Putsch du 8/11/1942 – 400 résistants algériens se rallient à la France Libre secrètement. Ils neutralisent ainsi durant plusieurs heures les militaires civiles et vichystes. Cela permit aux alliés et aux FNFL de débarquer.
L’Amiral Darlan est capturé, il fut assassiné quelques mois plus tard. Le Général Giraud est nommé par les américains, commandant civil et militaire de l’empire français en Afrique. Mais Giraud, proche de Pétain, ne change pas de ligne politique et continue notamment les déportations en masse. Progressivement, de Gaulle va forcer Giraud à se rallier à lui puis l’effacer à son profit, l’objectif étant de gommer la collaboration avec Vichy et le IIIème Reich.
C’est à partir de cette opération du 8 novembre 1942 que la Marine de Vichy va devoir se rallier progressivement aux FNFL.
La Marine de Vichy est désormais appelée FMA (Forces Maritimes d’Afrique du Nord), son commandement est transféré à Alger. Le commandement des FNFL restera basé à Londres. Les FMA et les FNFL avaient des dirigeants différents. Les Forces Maritimes d’Afrique du nord sont composées majoritairement d’européens.

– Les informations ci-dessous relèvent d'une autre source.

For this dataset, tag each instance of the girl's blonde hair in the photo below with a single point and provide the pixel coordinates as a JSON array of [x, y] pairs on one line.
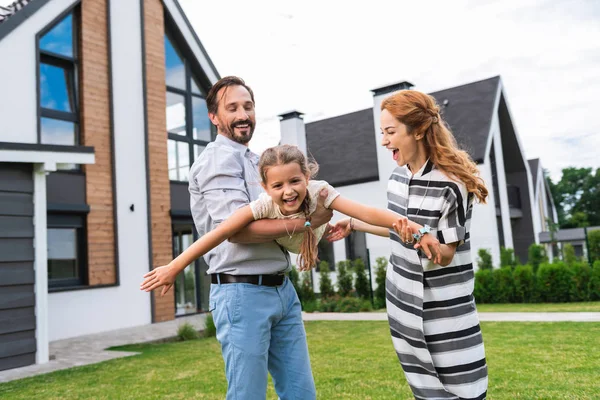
[[420, 113], [286, 154]]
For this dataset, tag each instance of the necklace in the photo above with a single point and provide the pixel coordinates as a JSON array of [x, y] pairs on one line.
[[288, 232]]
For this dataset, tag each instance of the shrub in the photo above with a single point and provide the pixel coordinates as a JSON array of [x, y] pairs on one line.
[[537, 255], [210, 329], [361, 282], [594, 286], [524, 283], [580, 281], [484, 260], [594, 242], [507, 258], [344, 278], [329, 304], [483, 286], [325, 285], [353, 304], [569, 256], [380, 272], [186, 331], [554, 282], [503, 285]]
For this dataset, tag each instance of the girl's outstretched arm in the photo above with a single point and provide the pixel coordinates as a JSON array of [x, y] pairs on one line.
[[370, 215], [165, 275]]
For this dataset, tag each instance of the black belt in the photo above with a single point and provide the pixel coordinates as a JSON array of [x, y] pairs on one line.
[[267, 280]]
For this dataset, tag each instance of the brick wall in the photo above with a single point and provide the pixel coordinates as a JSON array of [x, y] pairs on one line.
[[95, 125], [160, 202]]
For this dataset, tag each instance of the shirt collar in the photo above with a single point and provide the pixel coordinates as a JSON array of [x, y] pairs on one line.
[[223, 140], [425, 169]]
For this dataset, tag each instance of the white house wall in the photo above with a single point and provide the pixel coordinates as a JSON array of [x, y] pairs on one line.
[[502, 188], [484, 224], [81, 312], [19, 83]]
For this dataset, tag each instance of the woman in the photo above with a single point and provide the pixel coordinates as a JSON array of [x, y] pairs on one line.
[[429, 297]]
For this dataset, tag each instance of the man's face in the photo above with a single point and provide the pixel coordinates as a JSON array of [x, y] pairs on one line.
[[235, 115]]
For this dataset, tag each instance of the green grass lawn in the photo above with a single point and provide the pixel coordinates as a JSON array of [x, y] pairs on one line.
[[590, 306], [351, 360]]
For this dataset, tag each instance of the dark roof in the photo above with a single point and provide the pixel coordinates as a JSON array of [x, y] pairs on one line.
[[567, 235], [8, 11], [344, 147], [469, 113], [534, 166]]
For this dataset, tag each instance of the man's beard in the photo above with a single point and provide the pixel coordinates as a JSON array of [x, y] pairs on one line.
[[243, 138]]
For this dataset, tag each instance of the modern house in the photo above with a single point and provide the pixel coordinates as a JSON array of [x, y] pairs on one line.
[[102, 111], [350, 156]]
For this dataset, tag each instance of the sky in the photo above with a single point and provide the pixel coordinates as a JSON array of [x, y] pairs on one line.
[[323, 58]]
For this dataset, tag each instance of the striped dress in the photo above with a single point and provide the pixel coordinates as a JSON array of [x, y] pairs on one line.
[[433, 321]]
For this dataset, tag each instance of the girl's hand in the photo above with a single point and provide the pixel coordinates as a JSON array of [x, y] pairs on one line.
[[431, 247], [161, 276], [339, 230], [403, 230]]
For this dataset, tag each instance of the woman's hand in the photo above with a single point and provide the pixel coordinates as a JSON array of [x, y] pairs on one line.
[[339, 230], [403, 230], [161, 276], [431, 246]]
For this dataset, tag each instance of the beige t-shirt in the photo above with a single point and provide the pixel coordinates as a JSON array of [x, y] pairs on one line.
[[264, 207]]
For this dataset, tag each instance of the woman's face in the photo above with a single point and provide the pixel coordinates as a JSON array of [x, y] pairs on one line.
[[397, 139]]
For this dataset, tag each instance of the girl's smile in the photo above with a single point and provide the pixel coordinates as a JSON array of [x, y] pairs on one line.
[[287, 186]]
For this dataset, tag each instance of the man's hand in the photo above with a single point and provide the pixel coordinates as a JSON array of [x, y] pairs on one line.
[[161, 276], [340, 230], [431, 247], [321, 215]]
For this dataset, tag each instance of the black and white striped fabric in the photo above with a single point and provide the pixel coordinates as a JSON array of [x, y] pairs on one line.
[[433, 321]]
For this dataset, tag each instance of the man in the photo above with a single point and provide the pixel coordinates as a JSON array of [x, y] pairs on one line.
[[255, 307]]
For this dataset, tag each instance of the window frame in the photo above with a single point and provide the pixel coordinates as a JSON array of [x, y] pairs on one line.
[[71, 66], [79, 223], [188, 95]]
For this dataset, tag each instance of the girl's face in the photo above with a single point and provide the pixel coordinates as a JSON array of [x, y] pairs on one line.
[[397, 139], [287, 186]]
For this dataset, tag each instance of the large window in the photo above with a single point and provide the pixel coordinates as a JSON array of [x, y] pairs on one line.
[[189, 129], [66, 250], [58, 76]]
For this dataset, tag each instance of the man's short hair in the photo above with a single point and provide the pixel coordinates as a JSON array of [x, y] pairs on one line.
[[212, 102]]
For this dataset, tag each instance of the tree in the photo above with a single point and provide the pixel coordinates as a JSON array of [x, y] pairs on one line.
[[577, 197], [537, 255], [594, 242], [569, 256], [484, 260], [344, 278], [325, 285], [380, 272], [361, 283], [507, 258]]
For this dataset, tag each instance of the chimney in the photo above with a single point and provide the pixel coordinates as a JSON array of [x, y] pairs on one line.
[[385, 162], [292, 129]]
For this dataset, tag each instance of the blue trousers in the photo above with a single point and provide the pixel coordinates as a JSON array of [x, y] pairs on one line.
[[260, 329]]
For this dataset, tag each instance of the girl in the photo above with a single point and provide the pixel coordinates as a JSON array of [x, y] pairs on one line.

Après les combats menés, les deux marines ne s’entendaient absolument pas. Ils s’insultaient mutuellement de traitres. Pour les FMA, les FNFL étaient les « sales enfants de de Gaulle » qui s’étaient ralliés aux Britanniques malgré l’attaque de Mers-el-Khebir. Pour les FNFL, les FMA étaient des « collabos » à la botte de l’occupant.